Why Should I Ask Imaginative Questions?

Research is just beginning to explore the potential benefits related to possibility thinking. Creating a safe environment for children to imaginatively answer adult questions also encourages children to experiment with asking their own questions. As supported by social cognitive and attachment theories, when parents ask children questions, children learn to generate questions through imitation and are incentivized to try for the reward of the social interaction with their parents.

How Do I Ask Imaginative Questions During Shared Book Reading?

In a small study in one classroom of 14 preschool children, creative open-ended questions were taped into children’s books, such as The Giving Tree by Shel Silverstein. Children were sent home with books with embedded question, and parents were encouraged to utilize the questions during book reading activities. While the sample was small, at the end of the study, all of the children preferred the books with the questions taped in, and qualitative feedback suggested that children liked the additional social interaction with their parents. Parents commented that the questions stimulated different kinds of discussion during book reading, which allowed them to listen to their children’s emotions and discover new ways in which their child thought or used imagination. Also by the end of the study, children were formulating more imaginative questions to ask each other or their parents. Possibility thinking could provide an additional technique to engage children in positive interactions with parents while building problem solving skills.

How Do I Ask Imaginative Questions During Reminiscing?

Possibility thinking during reminiscing could invoke the imagination to help identify alternative ways in which reality could have occurred, helping to prepare children for future experiences and to build problem solving skills. Preschool children do not have a repertoire of experiences from which to draw in order to consider alternatives to reality. However, what they do have is a flexible imagination which is not especially restricted by reason. A child’s imagination can join together ideas to represent creative and often fantastical resolutions adults may not have considered. Adults can make use of this channel into children’s behavioral processes by creating safe environments for creative thinking and by responsively following children’s interests. Asking children to think about alternative outcomes and the consequences can help build the skills necessary to regulate emotions and behaviors within a variety of possible circumstances children have yet to encounter.

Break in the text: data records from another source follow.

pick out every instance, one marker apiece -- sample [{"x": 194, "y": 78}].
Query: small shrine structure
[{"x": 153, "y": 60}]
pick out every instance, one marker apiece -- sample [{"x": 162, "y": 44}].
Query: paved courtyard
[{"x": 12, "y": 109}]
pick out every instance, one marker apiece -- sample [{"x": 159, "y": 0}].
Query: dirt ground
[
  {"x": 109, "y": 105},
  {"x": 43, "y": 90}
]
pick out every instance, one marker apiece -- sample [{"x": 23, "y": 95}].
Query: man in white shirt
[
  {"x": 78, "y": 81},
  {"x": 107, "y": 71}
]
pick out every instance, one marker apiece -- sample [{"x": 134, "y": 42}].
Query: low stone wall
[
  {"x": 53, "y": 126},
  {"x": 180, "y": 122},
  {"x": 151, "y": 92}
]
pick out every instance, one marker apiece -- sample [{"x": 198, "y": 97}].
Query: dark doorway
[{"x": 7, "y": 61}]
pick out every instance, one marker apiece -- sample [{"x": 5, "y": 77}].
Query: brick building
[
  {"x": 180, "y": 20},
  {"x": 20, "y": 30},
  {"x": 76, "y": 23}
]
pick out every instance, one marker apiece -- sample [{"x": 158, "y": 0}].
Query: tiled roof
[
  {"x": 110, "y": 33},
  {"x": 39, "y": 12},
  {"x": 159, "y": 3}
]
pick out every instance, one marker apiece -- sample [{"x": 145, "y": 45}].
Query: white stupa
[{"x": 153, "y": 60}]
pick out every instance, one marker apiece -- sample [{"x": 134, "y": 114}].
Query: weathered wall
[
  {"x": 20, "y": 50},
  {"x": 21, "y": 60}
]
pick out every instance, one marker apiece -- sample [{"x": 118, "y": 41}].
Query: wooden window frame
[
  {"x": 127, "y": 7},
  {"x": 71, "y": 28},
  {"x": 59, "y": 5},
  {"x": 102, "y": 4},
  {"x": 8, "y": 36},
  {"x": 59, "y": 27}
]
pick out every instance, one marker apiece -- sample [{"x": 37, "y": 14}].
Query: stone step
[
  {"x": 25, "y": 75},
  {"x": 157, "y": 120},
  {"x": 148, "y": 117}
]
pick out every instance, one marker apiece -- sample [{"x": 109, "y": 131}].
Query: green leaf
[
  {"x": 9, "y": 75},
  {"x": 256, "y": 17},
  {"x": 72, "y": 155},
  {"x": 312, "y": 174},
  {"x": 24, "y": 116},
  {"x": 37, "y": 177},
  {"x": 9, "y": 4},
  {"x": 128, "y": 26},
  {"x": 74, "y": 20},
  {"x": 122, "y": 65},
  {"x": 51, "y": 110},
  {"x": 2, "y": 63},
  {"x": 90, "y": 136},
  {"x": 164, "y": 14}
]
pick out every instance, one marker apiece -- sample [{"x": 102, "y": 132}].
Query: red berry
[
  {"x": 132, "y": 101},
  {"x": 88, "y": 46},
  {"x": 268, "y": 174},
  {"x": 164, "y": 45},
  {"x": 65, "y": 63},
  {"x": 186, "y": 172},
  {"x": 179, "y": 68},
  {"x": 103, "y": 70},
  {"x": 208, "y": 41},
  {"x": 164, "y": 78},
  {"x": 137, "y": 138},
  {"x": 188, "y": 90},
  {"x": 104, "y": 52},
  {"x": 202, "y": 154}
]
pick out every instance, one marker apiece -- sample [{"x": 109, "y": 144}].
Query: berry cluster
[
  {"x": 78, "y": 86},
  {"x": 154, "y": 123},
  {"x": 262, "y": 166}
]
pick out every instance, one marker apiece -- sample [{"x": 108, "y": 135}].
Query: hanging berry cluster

Other Ways to Build Relationships with Children

Dinner time conversation for recollection and shared book reading for imagination are both important for helping children develop shared cultural meanings, self-identity, and behavioral and emotional control. While these approaches are helpful, there are alternative methods for creating shared meanings through recollection or imagination. There are additional important ways in which parents create shared cultural meanings through recollection or imagination. Here are some other ways.

  • Talking in the car on a drive
  • playing board games
  • dancing
  • crafting


Building Strong Relationships with Children

Building strong relationships with children relies on creating shared meaning with your child. Shared meanings requires processes of both recollection and imagination.

  • Recollection helps us make sense of the world in a chronological way.
  • Imagination helps us make sense of the world in a relational way.

Through reminiscing, we can recall what happened first, next and last, helping us to establish chronological stories, but once we begin to exaggerate or consider alternative possible outcomes, we have invoked imagination.